EWU alum presents: The Totem


Courtesy of Edmond Bruneau

Cover art for “The Totem.”

By Kaisa Siipola, Reporter

EWU alumnus Edmond Bruneau presents 126 new poems and one short spiritual story in his third and newest poetry book: “The Totem.”

Bruneau will host a reading of The Totem at the Unitarian Universal Church in Spokane on Feb. 24 from 7 to 8:30 p.m. The doors open at 6:30 p.m.

Bruneau graduated from EWU in 1975 with a bachelor’s in journalism and was the editor in chief for The Easterner from 1972 to 1973.

One of the poems in “The Totem” is about The Easterner and covers how surprised he was to be the first sophomore ever in the managing editor position.

Bruneau commends EWU for providing him a well-rounded education and forming his work as a poet.

Bruneau had an interest in poetry when he was in high school and was a poet in college. He took a break from writing poetry after he graduated.

During his hiatus from poetry, Bruneau became the president of an advertising and marketing firm, Creative Consultants in 1980.
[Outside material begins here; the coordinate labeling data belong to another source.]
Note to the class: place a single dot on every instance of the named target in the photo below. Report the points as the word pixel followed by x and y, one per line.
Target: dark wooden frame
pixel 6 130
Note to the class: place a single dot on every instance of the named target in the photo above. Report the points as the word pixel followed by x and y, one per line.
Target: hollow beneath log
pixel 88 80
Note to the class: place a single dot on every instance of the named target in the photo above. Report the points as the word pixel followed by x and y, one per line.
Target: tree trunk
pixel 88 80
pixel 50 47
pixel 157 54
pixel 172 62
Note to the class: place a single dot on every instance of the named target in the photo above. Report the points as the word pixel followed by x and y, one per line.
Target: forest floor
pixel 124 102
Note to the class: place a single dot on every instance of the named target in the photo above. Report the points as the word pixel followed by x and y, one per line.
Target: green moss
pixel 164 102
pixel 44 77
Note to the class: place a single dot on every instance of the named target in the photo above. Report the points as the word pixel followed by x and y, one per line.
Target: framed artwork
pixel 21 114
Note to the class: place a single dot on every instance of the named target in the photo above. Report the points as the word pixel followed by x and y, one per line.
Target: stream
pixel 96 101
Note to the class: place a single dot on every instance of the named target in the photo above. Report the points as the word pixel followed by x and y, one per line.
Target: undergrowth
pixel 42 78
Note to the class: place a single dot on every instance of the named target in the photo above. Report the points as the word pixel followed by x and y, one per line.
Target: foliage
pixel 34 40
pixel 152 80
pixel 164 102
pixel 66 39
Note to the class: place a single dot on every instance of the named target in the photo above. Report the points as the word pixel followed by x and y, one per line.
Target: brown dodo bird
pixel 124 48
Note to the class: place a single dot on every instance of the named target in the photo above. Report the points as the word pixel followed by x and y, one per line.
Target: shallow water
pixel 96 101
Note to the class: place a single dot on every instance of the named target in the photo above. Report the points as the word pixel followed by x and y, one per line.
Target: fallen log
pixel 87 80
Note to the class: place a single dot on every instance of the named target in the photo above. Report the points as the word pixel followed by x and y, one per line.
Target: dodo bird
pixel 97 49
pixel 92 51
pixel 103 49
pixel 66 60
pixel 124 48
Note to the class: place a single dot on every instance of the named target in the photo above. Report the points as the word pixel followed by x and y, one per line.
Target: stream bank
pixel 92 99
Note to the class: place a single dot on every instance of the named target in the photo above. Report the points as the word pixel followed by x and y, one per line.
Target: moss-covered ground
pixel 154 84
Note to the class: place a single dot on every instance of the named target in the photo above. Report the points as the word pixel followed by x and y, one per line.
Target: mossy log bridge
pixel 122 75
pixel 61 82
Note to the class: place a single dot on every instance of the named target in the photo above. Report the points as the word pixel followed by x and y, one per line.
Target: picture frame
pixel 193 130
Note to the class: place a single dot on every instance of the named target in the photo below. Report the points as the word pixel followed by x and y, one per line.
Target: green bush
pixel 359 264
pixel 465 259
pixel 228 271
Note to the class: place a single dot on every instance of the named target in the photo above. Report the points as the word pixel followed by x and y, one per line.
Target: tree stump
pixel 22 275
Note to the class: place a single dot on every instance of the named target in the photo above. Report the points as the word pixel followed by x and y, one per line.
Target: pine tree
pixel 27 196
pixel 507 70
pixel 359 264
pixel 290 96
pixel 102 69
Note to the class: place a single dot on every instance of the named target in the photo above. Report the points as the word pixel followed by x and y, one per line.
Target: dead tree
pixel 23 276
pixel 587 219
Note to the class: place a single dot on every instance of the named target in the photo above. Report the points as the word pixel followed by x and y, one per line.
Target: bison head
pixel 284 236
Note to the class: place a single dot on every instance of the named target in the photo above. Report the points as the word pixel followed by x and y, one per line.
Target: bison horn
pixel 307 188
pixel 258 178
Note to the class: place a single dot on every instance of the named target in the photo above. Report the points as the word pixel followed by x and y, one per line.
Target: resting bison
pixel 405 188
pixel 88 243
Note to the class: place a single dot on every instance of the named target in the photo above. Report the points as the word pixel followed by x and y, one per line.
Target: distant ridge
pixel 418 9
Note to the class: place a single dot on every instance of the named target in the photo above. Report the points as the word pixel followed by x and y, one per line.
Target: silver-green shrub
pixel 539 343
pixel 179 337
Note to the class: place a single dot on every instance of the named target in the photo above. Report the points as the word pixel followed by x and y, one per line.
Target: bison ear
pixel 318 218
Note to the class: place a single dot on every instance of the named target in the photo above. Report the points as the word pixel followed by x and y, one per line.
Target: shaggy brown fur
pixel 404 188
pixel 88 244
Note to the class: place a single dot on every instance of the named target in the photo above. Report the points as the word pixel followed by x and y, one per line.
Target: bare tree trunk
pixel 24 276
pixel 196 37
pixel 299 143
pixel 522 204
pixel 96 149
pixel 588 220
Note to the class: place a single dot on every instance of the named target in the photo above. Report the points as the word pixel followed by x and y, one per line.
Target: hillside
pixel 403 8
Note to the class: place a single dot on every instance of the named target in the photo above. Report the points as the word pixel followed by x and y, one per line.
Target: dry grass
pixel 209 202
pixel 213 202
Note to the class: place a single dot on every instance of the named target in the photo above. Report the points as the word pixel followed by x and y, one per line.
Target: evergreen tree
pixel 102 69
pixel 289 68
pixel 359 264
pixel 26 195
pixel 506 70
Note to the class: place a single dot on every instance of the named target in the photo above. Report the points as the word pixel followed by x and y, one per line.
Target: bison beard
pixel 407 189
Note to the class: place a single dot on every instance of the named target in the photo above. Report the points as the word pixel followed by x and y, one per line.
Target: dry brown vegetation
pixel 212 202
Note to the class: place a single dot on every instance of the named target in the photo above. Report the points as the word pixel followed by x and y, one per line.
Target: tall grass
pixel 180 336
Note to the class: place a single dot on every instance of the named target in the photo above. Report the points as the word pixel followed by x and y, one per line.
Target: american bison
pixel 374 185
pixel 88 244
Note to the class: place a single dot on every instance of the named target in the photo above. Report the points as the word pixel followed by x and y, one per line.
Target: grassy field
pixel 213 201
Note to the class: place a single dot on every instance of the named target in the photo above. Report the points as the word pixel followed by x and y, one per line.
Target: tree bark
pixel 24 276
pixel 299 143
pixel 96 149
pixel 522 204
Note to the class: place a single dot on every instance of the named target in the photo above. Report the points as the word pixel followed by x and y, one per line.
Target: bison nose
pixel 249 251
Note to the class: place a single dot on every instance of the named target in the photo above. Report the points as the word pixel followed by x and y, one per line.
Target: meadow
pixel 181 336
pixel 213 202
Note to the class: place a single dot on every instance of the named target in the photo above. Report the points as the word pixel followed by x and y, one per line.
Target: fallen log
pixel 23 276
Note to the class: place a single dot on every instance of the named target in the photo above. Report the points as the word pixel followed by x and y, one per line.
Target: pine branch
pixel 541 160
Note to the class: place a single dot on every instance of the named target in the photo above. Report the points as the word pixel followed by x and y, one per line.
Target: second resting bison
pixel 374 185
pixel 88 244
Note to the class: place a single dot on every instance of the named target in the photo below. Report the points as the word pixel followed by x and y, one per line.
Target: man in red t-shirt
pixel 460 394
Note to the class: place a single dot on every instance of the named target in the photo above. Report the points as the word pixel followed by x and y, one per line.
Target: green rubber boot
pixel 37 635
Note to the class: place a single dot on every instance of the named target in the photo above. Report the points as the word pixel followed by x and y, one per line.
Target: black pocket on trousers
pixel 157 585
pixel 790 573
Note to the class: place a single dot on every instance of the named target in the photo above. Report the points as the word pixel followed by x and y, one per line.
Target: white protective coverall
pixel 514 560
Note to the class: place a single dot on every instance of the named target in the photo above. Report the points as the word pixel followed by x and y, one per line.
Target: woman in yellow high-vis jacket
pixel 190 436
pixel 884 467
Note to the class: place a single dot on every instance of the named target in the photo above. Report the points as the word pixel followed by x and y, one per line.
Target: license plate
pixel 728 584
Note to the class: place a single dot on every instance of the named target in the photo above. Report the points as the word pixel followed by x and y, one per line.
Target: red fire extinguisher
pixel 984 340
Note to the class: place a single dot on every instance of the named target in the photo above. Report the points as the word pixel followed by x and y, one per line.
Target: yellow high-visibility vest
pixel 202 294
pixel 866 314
Since retiring as president in 2009, Bruneau has written three poetry books, including “Colors of My Within” in 2011 and “New Hues and Past Tales” in 2015. “Colors of My Within” is a collection that captures his “age of innocence,” while the poems in “New Hues and Past Tales” combine self-reflection and sensitive observations of his elderly father and life events turning into passages.

After leaving the firm, Bruneau used his skills in writing to pursue another passion: music. He began the music group Robot Raven in 2015 with his “partner in crime,” John Rigg. Bruneau and Rigg released their first album, called “Greatest Hits Part 1,” the same year in April.

They’ve released four other albums since, including “Greatest Hits Part  2” in January 2016, “Life Goes on” in January 2017, “Set to Soar” in February 2018 and “Robot Raven Rockers” in June 2018. Bruneau writes the song lyrics and Rigg handles the instrumental work.

The albums he released are classic rock, country, British punk and a little bit of hip-hop. Bruneau and Rigg want to bring back the classic rock genre from the late 1960s and 1970s.

Bruneau continues to write poetry and song lyrics for Robot Raven.

He says writing poetry is beneficial to him because it helps capsulize his thoughts and emotions.

He hopes that readers find his writing accessible and easy to digest in a warm, welcoming manner.